C’est du moins ce que suggère une déclaration sous serment de l’ancien vice-président des assurances et de la gestion des risques de Hockey Canada, Glen McCurdie, dans un autre dossier qui date de juillet 2021, et sur laquelle a mis la main La Presse Canadienne.

«Hockey Canada maintient une réserve dans un compte séparé pour payer les responsabilités non assurées au fur et à mesure qu'elles surviennent», peut-on lire, dans la déclaration de McCurdie.

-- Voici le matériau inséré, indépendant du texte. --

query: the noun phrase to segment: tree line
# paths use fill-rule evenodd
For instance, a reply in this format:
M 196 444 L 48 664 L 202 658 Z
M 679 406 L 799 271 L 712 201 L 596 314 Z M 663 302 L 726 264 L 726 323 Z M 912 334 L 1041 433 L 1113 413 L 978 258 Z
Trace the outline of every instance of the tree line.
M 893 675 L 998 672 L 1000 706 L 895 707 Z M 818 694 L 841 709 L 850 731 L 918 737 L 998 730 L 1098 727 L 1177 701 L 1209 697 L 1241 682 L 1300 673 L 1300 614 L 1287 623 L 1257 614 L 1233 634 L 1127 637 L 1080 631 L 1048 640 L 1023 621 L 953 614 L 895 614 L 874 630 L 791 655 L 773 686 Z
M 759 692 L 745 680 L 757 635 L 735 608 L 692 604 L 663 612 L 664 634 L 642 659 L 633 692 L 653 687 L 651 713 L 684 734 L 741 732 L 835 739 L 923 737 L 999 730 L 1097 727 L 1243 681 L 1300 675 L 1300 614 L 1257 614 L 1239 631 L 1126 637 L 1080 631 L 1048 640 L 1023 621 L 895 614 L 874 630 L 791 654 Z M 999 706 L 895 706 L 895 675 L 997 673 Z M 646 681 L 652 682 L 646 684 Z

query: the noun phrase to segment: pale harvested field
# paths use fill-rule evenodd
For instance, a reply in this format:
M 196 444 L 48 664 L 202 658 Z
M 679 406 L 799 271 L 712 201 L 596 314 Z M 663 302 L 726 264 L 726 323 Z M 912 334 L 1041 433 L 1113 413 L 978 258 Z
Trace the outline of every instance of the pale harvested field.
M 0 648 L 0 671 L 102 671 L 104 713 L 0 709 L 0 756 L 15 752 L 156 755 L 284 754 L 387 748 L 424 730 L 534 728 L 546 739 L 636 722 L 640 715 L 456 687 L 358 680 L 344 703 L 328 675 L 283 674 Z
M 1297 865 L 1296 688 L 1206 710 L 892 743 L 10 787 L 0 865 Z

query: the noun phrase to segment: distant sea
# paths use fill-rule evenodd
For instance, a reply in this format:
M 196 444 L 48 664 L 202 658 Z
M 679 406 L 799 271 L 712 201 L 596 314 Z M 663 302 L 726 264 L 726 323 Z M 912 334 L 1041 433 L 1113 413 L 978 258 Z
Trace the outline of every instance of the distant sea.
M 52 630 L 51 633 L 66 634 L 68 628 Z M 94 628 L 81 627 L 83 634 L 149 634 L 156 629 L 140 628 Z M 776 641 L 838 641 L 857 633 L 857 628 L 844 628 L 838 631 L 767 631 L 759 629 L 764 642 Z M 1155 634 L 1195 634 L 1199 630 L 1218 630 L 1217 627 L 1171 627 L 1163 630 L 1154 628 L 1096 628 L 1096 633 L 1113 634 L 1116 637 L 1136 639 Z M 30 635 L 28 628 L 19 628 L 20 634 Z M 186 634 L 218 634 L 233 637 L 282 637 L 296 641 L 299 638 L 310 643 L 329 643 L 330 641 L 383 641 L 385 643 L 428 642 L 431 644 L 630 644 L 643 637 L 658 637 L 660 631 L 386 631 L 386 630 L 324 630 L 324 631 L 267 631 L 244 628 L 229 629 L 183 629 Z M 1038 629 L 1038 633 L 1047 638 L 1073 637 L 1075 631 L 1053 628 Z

«Les passifs non assurés incluent les réclamations potentielles pour abus sexuels passés.»

McCurdie, qui n’est d’ailleurs plus à l’emploi de Hockey Canada depuis décembre 2021, après avoir pris sa retraite, était absent lorsque les dirigeants de l’organisation plongée dans la tourmente depuis le mois d’avril ont dû s’expliquer devant le Comité permanent du patrimoine canadien, à la Chambre des communes, au mois de juin, lui qui pleurait le décès de son paternel. Il devrait toutefois y être lors d’une autre série de réunions qui s’entame mardi.

Après le dépôt de la poursuite par une femme qui accuse huit joueurs de l’édition 2018 d’Équipe Canada junior de l’avoir violé, Hockey Canada a perdu plusieurs de ses commanditaires en plus d’avoir perdu le financement du gouvernement fédéral.